Я поднялся из-за стола, еще не очень твердо держась на ногах.
— Вы приглашали меня зайти, посмотреть вид из вашего окна, — говорила она, поглядывая на меня чуть искоса. Когда я оказался рядом, она отодвинулась и быстро подошла к окну. — А-а, — протянула она.
— Что означает «а-а»?
— Это означает, что вид точно такой, как у нас. — Она засмеялась.
— А ты ожидала чего-то другого?
— Но ведь вы говорили… — Она замолчала, увидев мою рюмку. — Что это?

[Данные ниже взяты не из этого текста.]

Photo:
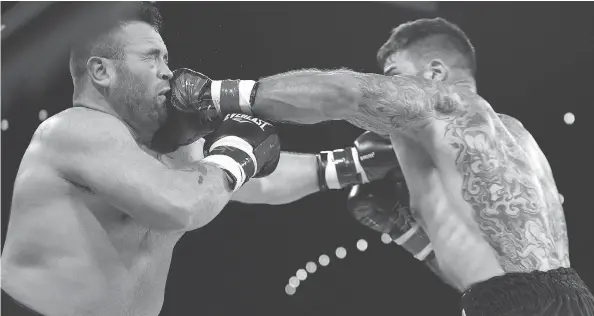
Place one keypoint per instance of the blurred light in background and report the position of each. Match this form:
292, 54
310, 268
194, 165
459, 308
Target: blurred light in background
301, 274
362, 244
294, 282
340, 252
311, 267
386, 239
42, 115
290, 290
569, 118
324, 260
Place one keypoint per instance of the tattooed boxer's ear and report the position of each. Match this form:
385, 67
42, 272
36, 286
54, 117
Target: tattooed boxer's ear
436, 70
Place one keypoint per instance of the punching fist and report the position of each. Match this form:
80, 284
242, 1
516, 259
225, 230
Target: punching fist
196, 106
195, 92
384, 207
371, 157
243, 146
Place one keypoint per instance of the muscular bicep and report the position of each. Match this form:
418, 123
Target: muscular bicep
107, 160
399, 103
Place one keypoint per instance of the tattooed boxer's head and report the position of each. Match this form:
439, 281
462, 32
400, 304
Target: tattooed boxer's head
432, 48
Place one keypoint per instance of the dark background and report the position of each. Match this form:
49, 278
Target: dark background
535, 61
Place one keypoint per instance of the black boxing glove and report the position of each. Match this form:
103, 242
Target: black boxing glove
195, 92
370, 159
384, 207
244, 147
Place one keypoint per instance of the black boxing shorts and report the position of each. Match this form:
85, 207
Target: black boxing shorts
11, 307
559, 292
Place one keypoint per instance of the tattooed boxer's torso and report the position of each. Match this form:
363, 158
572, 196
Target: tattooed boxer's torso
69, 251
479, 184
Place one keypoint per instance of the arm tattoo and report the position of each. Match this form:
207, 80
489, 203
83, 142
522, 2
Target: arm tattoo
516, 209
401, 102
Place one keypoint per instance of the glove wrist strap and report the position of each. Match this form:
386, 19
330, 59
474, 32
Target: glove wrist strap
322, 160
231, 167
416, 242
233, 96
343, 168
236, 156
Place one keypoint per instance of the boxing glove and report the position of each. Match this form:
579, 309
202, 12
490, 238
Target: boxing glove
244, 147
195, 92
384, 207
371, 157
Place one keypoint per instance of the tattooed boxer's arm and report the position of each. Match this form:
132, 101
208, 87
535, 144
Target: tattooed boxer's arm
373, 102
294, 178
106, 159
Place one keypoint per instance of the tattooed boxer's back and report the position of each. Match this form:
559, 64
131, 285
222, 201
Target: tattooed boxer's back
483, 190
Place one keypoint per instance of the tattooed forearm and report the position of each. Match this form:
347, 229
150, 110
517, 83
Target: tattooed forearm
390, 104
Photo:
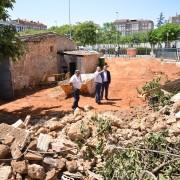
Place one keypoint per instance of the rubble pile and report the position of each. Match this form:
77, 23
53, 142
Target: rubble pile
70, 147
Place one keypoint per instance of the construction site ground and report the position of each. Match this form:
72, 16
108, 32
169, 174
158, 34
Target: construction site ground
127, 75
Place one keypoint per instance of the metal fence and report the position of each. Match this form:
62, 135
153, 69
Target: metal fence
168, 53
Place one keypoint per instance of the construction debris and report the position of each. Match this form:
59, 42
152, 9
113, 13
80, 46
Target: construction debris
80, 145
43, 142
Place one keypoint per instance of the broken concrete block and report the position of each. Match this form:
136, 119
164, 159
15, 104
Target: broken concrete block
36, 171
8, 140
52, 174
50, 161
15, 151
4, 151
71, 166
176, 98
19, 167
75, 132
32, 145
19, 124
27, 120
55, 163
43, 142
5, 172
21, 136
63, 144
177, 115
33, 157
42, 130
19, 177
54, 125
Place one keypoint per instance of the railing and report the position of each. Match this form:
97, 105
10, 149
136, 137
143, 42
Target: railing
168, 53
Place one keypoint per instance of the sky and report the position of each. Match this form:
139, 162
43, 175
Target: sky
56, 12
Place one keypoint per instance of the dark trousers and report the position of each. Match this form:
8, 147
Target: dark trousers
76, 93
105, 87
98, 92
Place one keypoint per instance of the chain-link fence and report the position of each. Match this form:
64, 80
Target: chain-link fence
168, 53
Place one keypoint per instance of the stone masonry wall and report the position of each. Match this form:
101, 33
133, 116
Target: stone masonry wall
89, 63
40, 59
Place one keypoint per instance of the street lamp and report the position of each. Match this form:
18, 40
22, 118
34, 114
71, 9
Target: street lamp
167, 39
70, 34
117, 13
96, 37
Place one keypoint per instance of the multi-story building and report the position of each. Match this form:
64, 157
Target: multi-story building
128, 27
175, 19
23, 25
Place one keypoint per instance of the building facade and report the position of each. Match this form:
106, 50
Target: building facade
23, 25
128, 27
175, 19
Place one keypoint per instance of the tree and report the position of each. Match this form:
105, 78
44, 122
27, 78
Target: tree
109, 33
4, 5
63, 30
85, 33
10, 44
160, 20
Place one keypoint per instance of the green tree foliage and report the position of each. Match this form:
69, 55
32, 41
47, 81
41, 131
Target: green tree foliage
10, 44
4, 5
160, 20
85, 33
109, 33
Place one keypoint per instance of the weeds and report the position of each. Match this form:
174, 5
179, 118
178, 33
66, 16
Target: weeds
136, 162
153, 93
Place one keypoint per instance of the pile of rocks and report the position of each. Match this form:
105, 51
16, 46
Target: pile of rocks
57, 148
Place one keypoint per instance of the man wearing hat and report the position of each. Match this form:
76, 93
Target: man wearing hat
106, 80
76, 83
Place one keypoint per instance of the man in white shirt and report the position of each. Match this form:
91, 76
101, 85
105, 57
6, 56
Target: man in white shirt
76, 83
98, 84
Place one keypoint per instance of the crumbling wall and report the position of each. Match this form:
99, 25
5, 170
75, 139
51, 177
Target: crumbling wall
40, 59
89, 63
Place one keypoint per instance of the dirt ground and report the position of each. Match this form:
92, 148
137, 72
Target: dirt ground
127, 75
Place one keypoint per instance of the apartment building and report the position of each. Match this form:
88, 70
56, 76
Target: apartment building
23, 25
128, 27
175, 19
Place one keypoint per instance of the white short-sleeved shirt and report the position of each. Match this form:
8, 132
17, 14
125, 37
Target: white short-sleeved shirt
105, 76
76, 81
97, 77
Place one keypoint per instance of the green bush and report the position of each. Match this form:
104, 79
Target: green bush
143, 51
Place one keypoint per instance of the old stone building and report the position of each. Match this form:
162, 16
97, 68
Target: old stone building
41, 58
85, 61
46, 54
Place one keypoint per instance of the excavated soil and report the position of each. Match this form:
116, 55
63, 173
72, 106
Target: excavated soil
127, 75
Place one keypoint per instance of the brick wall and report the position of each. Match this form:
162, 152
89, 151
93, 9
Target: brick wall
40, 59
89, 63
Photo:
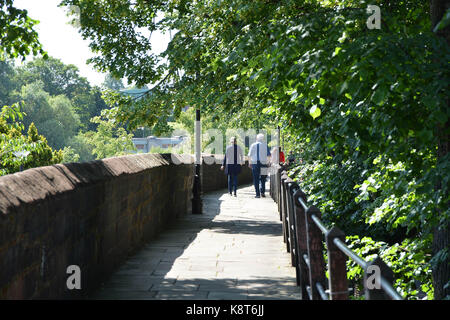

— Это похоже на воду. — Я попытался улыбнуться.
Она удивленно посмотрела на меня. В лучах заходящего солнца ее лицо казалось еще мягче, и я невольно вспомнил другую женщину, которая тоже когда-то стояла у этого окна. С таким же несмываемым румянцем, темными глазами и черными бровями вразлет. Сколько ей было тогда — девятнадцать, может быть, двадцать?
Я приблизился к ней. Какая-то странная полуулыбка застыла на ее губах.
— Признайся: в тебя, наверное, все влюбляются. И все говорят тебе об этом, правда?
Она смотрела на меня огромными блестящими глазами.
— Вылитая Ингрид Бергман в «Касабланке», — продолжал я.
— Кто? — Она растерялась.
— Так, одна женщина, в нее тоже все…
— Ну, вот я и посмотрела, — перебила она меня, — вид из вашего окна, — и, ослепительно улыбнувшись, прошла мимо меня так близко, что я почувствовал запах ее сладковатых цветочных духов. — Спасибо.
У двери она задержалась и посмотрела на меня.
— Почему вы не зажигаете свет?
Но ответа не стала дожидаться. Дверь за ней захлопнулась, я услышал ее удаляющиеся шаги, затем они донеслись из коридора, хлопнула дверь лифта, и наступила тишина.
Из зеркала на меня поглядывало мое отражение. Я схватил рюмку и чокнулся со своим двойником. Осушив содержимое одним глотком, я включил свет.